Coal India (CIL) has been in the news for its better e-auction prices in June, recommendations of the NITI Aayog on free pricing, and a proposal to restructure the company. Amid some positives, the company’s near-term prospects look subdued on realisation and cost worries.
The higher e-auction realisation in June is certainly positive for profitability. E-auction realisations had fallen sharply earlier this year when demand suffered, but have been recovering in the past couple of months. However, the bigger concern for analysts is the rising share of supplies under fuel supply agreements (FSAs), which are less remunerative, and realisations suffering after mine degradation.
While hikes in wages and gratuity are stressful for costs, the Street is worried about lower coal grades putting pressure on realisations. The higher share of FSA supplies is only adding to the woes. The wage negotiations are likely to be completed soon and clarity may emerge, but on coal grades, analysts feel clarity would come only after the first-quarter results.

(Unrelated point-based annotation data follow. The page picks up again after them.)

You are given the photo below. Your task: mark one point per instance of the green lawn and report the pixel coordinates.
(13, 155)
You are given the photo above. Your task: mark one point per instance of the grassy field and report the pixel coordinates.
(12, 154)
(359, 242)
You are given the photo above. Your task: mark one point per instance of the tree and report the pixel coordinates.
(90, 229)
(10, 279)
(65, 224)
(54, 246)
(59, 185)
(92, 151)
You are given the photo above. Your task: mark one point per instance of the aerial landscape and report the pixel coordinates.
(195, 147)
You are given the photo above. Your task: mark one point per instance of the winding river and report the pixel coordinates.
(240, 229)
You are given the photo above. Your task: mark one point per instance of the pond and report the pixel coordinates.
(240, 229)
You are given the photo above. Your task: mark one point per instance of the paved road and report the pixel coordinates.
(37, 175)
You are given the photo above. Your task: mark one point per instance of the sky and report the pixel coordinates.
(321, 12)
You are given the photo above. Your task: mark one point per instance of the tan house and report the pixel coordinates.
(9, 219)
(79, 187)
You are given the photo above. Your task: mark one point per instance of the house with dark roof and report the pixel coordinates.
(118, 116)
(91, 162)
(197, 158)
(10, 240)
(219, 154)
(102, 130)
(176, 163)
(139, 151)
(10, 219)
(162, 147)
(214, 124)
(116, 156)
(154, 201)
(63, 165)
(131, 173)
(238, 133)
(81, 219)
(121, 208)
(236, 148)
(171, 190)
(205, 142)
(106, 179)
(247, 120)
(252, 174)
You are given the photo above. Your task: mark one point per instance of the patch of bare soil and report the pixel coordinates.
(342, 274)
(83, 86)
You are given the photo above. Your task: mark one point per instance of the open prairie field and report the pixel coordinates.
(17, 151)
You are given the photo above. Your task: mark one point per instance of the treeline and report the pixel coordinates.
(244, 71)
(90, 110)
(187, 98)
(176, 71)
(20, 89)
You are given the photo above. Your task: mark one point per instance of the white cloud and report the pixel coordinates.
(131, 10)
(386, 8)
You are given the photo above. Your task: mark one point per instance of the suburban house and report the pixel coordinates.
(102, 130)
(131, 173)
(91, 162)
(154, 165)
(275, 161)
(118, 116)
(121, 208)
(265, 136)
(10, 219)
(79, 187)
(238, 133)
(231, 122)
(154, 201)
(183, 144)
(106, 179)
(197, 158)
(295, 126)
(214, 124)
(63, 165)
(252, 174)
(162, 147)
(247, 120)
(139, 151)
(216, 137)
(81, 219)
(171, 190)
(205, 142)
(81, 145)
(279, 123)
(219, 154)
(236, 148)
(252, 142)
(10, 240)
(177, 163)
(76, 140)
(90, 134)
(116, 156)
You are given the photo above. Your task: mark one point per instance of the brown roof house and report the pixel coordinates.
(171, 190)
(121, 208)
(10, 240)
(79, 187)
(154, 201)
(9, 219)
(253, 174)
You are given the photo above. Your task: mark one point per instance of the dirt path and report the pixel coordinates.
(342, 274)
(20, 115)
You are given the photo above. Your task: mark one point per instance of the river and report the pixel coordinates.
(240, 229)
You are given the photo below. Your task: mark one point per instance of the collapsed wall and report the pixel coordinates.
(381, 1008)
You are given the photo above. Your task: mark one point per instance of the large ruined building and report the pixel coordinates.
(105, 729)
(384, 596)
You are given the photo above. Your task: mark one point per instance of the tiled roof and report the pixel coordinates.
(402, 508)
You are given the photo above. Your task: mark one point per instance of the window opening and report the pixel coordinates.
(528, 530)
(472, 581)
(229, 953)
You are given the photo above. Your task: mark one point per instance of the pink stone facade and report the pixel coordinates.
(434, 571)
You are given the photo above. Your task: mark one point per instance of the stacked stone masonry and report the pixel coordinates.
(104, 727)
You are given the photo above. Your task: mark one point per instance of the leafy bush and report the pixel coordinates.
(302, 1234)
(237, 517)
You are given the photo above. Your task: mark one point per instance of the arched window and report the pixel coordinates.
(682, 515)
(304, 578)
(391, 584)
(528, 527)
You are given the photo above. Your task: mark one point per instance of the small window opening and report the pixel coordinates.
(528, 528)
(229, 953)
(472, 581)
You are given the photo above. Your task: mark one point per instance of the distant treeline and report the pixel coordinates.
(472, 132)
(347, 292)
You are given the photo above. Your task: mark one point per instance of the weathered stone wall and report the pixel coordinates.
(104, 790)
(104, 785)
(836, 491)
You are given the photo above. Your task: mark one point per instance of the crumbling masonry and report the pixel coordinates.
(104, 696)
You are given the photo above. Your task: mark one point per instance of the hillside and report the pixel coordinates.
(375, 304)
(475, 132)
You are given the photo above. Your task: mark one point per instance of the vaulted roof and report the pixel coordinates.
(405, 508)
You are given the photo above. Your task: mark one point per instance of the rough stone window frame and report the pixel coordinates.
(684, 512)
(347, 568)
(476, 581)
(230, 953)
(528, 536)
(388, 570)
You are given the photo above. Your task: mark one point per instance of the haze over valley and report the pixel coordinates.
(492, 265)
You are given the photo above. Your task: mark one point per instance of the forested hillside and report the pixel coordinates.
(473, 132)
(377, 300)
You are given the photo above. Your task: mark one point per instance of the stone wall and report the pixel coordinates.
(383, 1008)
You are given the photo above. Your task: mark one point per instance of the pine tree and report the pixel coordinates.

CIL’s management, at an analysts' meet, had said quality control measures were in place, and grade slippages should not happen. Consequently, they expect better grades in the future.
However, the Street is still not confident. Analysts at Jefferies had said the FSA average selling price could potentially fall 4.5 per cent sequentially in the June quarter, even if they assume no further impact of a grade reset.
They added CIL may consider price hikes in select segments (non-power) to cushion earnings, but this may not be enough to fully offset the impact of grade reset. Hence, Jefferies believed grade reset, mix shift towards higher FSA sales and lower incentives could weigh on the company’s realisations, and earnings outlook appeared unexciting. The high dividend yield potential, however, may offer some downside support.
Analysts see the NITI Aayog’s recommendations on free pricing as positive for Coal India even as they believe the move is aimed at having competitive prices after commercial mining by private players begins.
But, recommendations on splitting the company’s subsidiaries into independent entities will break the synergy benefits that accrue between subsidiaries, particularly at a time CIL is facing stress on profitability. Even though such moves have earlier been considered and not implemented, analysts say it adds to the already weak sentiments.
The company’s scrip, which on Friday closed at Rs 244.20 on the BSE, is near a two-year low and quite close to its initial public offering (IPO) price.
Given the subdued outlook for FY18, the stock could remain under pressure. Analysts, however, are hopeful of FY19 prospects as mine degradation impact would have played out in FY18 and wage hikes would also be behind. Analysts at Antique Stock Broking, who have a price target of Rs 310, say managing costs will become the key metric for CIL.